Préfet du Pas de Calais sur « Nord Littoral », 19 juin 2023
Ceci n’est pas, non plus, une clause de dérogation prévue dans le règlement européen. Mais il faut surtout souligner qu’il s’agit d’une invocation régulière des réseaux pro-Moscou en France et en Russie. L’objectif est d’obtenir l’arrêt des combats de l’armée ukrainienne, la consolidation des acquis territoriaux de la Russie en Ukraine et l’abandon des populations civiles sous occupation afin de faciliter leur dé-ukrainisation et leur déportation ainsi que leur soumission à d’inqualifiables criminels de guerre, comme nous le rappelle le mandat d’arrêt international de la CPI émis contre Vladimir Poutine et Maria Lvova-Belova. C’est dire si ce type d’allégations est à prendre avec précautions.
« Le navire arbore également le pavillon ukrainien. »
Préfet du Pas de Calais sur « Nord Littoral », 19 juin 2023
Ceci n’est pas, enfin, une clause de dérogation prévue dans le règlement européen. Mais là n’est pas le pire. Hisser les couleurs ukrainiennes en pavillon de prise sur un navire russe relève de la « maskirovka ». Il s’agit d’une manœuvre de la part des Russes ou des pro-russes qui ne voient l’Ukraine que comme un des territoires de la Fédération de Russie, voire de l’empire, dont ils aspirent à la reconstruction. Je rappelle le pin’s ukrainien de Marine Le Pen sur le marché d’Hénin-Beaumont et le drapeau ukrainien flottant à Saint-Pétersbourg lors de la dernière conférence interparlementaire de la CEI.
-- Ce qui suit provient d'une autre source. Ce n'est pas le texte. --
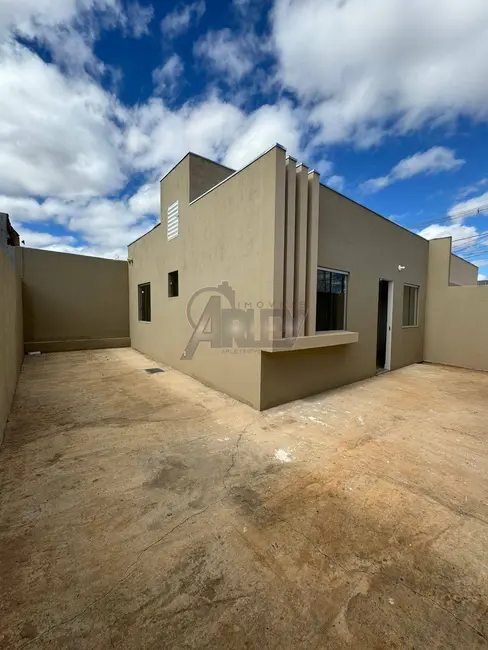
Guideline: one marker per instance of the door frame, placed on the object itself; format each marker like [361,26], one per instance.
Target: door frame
[389,323]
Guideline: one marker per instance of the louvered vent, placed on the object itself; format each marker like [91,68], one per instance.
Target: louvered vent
[173,220]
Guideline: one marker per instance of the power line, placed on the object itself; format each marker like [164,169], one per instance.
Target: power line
[477,236]
[450,217]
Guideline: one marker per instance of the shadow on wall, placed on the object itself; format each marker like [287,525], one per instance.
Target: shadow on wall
[11,333]
[73,302]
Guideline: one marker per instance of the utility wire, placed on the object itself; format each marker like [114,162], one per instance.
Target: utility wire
[450,217]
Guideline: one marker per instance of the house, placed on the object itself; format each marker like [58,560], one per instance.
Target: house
[270,286]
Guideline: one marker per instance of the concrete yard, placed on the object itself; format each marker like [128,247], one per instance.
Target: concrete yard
[148,511]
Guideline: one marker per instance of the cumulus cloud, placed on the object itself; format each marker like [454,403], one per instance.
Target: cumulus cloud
[139,18]
[458,232]
[146,200]
[263,129]
[57,134]
[476,204]
[433,161]
[98,225]
[167,76]
[383,66]
[180,19]
[229,54]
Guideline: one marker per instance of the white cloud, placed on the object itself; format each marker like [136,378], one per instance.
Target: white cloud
[263,129]
[46,240]
[139,18]
[57,136]
[229,54]
[166,76]
[454,230]
[157,137]
[99,226]
[27,17]
[478,203]
[146,200]
[433,161]
[368,68]
[179,20]
[336,182]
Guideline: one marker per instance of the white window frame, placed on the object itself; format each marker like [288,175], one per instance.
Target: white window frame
[173,220]
[416,314]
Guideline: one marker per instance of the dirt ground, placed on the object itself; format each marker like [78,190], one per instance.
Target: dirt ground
[148,511]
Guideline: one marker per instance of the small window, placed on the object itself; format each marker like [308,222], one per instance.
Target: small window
[145,302]
[173,284]
[410,306]
[173,220]
[331,300]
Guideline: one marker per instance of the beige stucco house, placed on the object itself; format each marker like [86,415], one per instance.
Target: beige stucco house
[267,285]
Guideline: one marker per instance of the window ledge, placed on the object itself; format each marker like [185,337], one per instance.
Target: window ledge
[322,340]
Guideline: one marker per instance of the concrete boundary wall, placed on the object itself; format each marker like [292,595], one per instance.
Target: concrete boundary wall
[11,338]
[456,316]
[73,302]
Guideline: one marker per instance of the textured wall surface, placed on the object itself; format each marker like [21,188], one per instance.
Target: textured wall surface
[368,247]
[73,302]
[11,339]
[456,317]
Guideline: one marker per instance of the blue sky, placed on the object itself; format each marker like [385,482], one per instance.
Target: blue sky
[386,98]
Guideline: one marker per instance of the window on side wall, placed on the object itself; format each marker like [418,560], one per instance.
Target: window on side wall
[410,305]
[173,284]
[331,300]
[144,291]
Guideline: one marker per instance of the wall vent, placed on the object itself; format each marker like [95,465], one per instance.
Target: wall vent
[173,220]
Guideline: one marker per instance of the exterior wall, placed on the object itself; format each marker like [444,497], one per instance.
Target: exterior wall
[370,247]
[11,338]
[73,302]
[205,174]
[227,235]
[456,316]
[462,273]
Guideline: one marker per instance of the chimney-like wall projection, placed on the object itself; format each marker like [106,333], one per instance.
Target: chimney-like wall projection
[299,216]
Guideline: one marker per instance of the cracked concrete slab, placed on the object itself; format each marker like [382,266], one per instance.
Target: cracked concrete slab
[148,511]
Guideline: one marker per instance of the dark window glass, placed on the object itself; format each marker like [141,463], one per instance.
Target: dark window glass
[144,302]
[410,305]
[173,284]
[331,300]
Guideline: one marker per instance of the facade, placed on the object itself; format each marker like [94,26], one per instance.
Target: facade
[335,291]
[73,302]
[11,335]
[457,311]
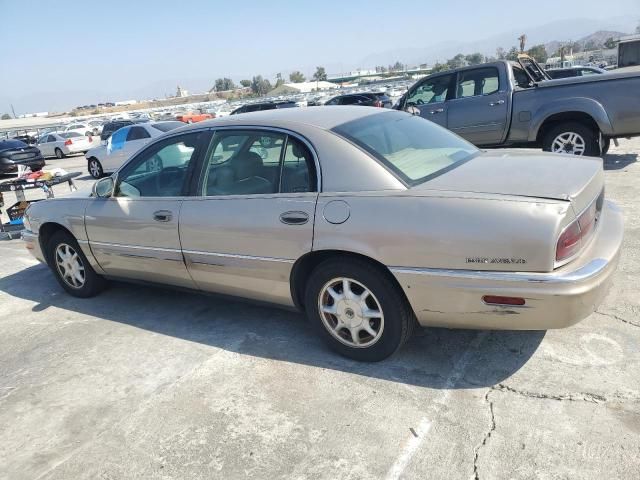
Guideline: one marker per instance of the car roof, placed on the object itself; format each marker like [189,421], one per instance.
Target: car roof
[321,117]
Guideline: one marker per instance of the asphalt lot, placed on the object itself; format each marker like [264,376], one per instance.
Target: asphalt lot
[150,383]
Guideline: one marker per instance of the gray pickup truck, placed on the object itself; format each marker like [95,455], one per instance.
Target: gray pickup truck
[516,104]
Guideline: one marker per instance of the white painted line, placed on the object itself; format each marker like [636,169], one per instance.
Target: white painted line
[413,443]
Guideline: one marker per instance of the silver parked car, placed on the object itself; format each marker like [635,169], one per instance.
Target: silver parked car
[370,220]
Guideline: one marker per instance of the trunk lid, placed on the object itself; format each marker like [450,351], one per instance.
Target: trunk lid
[525,174]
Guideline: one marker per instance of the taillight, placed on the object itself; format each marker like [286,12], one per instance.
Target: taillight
[569,242]
[577,233]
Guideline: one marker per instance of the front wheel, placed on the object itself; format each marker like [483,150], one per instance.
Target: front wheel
[95,168]
[71,268]
[572,138]
[358,310]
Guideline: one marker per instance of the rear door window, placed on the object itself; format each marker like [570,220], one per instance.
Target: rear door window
[137,133]
[477,82]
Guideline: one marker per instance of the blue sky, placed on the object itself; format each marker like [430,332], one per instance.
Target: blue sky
[60,54]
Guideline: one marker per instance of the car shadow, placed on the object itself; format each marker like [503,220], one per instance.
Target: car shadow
[619,161]
[433,358]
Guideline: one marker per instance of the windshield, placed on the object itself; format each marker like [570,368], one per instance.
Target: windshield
[413,148]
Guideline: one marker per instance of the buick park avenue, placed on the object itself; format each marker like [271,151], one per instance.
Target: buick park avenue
[371,221]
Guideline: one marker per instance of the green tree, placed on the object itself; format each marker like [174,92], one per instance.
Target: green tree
[439,67]
[474,58]
[512,54]
[259,85]
[224,84]
[539,53]
[320,74]
[297,77]
[457,61]
[592,45]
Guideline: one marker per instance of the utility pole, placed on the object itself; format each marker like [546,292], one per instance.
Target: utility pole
[522,39]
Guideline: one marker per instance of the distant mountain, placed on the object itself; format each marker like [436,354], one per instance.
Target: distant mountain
[558,31]
[597,38]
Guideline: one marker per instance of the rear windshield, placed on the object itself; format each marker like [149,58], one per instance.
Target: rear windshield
[166,126]
[6,144]
[413,148]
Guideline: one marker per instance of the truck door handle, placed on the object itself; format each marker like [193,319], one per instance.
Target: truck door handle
[162,216]
[294,218]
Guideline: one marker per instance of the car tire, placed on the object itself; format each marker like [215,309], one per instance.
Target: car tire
[71,268]
[572,138]
[339,314]
[95,168]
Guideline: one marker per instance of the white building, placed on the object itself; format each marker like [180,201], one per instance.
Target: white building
[303,87]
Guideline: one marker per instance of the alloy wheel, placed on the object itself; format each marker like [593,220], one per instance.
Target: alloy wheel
[351,312]
[70,266]
[569,142]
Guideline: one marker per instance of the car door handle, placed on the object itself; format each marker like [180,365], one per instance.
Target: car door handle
[162,216]
[294,218]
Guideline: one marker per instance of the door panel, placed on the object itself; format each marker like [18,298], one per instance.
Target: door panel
[127,241]
[436,112]
[238,245]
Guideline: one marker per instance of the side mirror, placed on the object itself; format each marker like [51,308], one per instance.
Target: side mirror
[103,188]
[413,110]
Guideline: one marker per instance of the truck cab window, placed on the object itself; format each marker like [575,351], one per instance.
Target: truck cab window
[522,79]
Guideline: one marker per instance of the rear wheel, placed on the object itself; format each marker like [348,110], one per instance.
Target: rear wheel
[95,168]
[572,138]
[358,310]
[71,268]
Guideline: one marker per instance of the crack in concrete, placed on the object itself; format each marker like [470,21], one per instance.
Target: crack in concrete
[487,435]
[616,317]
[569,397]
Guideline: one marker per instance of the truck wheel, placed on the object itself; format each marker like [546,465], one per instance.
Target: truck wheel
[572,138]
[358,310]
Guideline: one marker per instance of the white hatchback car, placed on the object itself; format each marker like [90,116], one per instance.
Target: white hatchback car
[108,157]
[62,144]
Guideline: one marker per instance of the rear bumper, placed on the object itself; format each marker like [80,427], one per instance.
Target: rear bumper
[453,298]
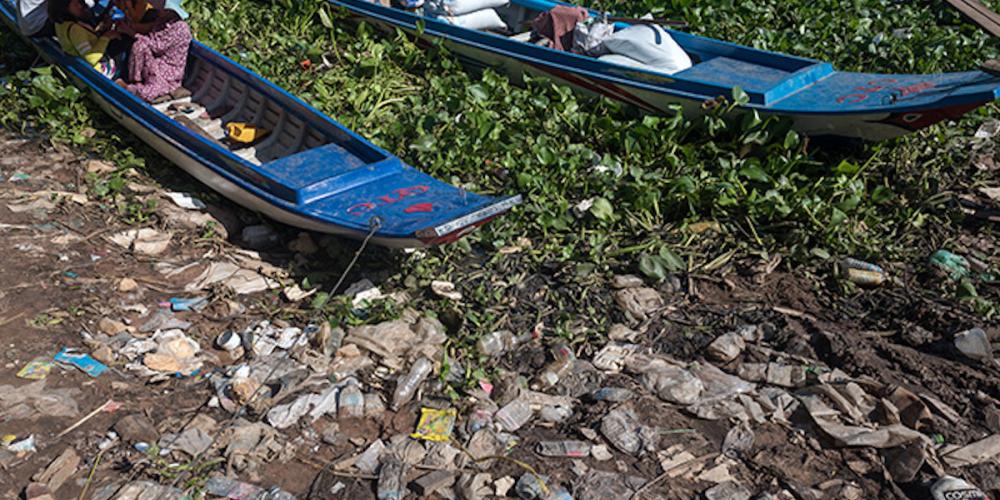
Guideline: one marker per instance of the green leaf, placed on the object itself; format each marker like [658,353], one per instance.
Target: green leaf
[424,144]
[673,262]
[652,267]
[478,93]
[754,173]
[602,209]
[882,194]
[846,168]
[324,18]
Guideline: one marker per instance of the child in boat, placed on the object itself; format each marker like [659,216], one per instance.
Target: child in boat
[79,36]
[159,53]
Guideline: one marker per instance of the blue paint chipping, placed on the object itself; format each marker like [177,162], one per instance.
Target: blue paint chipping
[802,88]
[345,186]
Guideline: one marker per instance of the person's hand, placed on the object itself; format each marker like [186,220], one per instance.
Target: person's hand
[126,28]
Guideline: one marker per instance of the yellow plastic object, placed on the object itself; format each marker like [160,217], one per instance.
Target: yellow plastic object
[435,425]
[244,132]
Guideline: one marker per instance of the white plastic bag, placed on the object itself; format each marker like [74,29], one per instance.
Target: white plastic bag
[650,45]
[588,38]
[486,19]
[462,7]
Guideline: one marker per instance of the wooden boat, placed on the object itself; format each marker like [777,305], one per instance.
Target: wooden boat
[309,171]
[820,100]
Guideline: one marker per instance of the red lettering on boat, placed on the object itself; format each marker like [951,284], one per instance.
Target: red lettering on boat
[419,208]
[388,199]
[915,88]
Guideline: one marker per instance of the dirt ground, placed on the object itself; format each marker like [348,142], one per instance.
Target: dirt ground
[61,275]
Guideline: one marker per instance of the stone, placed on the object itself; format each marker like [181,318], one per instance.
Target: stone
[59,470]
[601,453]
[303,244]
[726,347]
[111,327]
[622,333]
[638,303]
[428,484]
[626,281]
[136,428]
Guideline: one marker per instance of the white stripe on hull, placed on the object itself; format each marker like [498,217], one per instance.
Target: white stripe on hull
[859,126]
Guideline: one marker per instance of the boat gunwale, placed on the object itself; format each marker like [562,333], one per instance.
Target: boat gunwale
[408,20]
[230,167]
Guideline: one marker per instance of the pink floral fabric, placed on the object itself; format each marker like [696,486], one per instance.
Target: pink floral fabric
[157,60]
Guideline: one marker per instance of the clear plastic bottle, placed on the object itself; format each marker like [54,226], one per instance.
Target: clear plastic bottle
[350,402]
[576,449]
[553,371]
[514,415]
[501,341]
[406,386]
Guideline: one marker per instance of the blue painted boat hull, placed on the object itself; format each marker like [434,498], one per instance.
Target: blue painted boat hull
[312,172]
[819,100]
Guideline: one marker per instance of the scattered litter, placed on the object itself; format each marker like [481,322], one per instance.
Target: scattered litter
[145,241]
[574,449]
[860,272]
[84,362]
[953,488]
[187,304]
[435,425]
[26,445]
[238,490]
[446,289]
[187,201]
[59,470]
[974,453]
[407,386]
[975,344]
[36,369]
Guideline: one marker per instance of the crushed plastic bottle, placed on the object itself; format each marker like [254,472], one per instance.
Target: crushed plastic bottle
[501,341]
[350,402]
[513,416]
[532,487]
[861,272]
[953,488]
[406,387]
[553,371]
[390,479]
[612,394]
[480,417]
[570,448]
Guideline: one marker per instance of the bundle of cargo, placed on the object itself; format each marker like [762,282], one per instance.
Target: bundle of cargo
[469,14]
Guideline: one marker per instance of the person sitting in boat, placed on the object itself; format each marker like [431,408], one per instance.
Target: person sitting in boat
[158,55]
[33,18]
[79,35]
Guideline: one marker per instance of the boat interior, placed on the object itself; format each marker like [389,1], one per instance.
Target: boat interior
[718,66]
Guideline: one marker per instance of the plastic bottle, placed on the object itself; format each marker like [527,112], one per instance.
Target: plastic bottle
[406,387]
[950,487]
[576,449]
[550,375]
[480,417]
[501,341]
[390,479]
[350,402]
[514,415]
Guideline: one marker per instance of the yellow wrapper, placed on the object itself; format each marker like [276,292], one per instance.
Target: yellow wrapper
[435,425]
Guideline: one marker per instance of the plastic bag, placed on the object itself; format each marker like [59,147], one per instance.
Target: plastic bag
[462,7]
[486,19]
[588,38]
[650,45]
Pour les Ukrainiens, il ne s’agit pas seulement d’une provocation inacceptable, mais d’une profanation. Depuis 2014, dans les territoires occupés par les Russes, des citoyens sont torturés et assassinés pour détenir un drapeau ukrainien. Aujourd’hui, les mobilisés ukrainiens meurent pour défendre les couleurs de leur pays.

La venue du Shtandart à Calais aurait été préparées avec toute la prudence qu’elle impose, la préfecture et les organisateurs d’Escale à Calais n’auraient pas manqué d’apprendre qu’une telle exhibition du pavillon ukrainien par le Shtandart a été interdite à La Rochelle, à Camaret, dans le Golfe du Morbihan et à Rouen. Je vous suggère de prendre contact avec les différentes autorités concernées. Je vous invite à lire ce que Mme Victoria Nikolenko écrivait à l’Armada Rouen, qui a finalement renoncé à ce jeu funeste. Une mascarade aussi ignoble présente un risque clair de trouble à l’ordre public. Les imprécations belliqueuses du président de la FRCPM sur « Nord Littoral », le 14 juin 2023, montrent un jusqu’au boutisme de sinistre augure. Lire: « Perturbations à Calais ? », « Opération anti-terroriste » et « Fauteurs de troubles ». Je tiens à dégager ma responsabilité et celle du collectif #NoShtandartInEurope si, à Calais, une telle forfaiture était admise, voire encouragée. Je ne serai plus en mesure de contenir en de pacifiques et familiales manifestations l’indignation que suscite, en France et en Ukraine, la complaisance des autorités françaises à l’égard de la fraude aux sanctions de Boutcha par le navire russe Shtandart.
Je suis à votre entière disposition pour de plus amples informations concernant le résultat de nos investigations relatives au navire russe Shtandart et vous prie d’agréer, Monsieur le Préfet, l’expression de mes salutations distinguées.
Bernard Grua
Porte-parole du collectif #NoShtandartInEurope, Lieutenant de Vaisseau (R), navigateur féru de patrimoine maritime, cofondateur et ex porte-parole du collectif « No Mistrals for Putin », contributeur à l’ouvrage de Laurent Chamontin « Ukraine et Russie pour comprendre », contributeur à « Russia Beyond », « Ukraine Crisis Media Center », « Ukrinform », etc.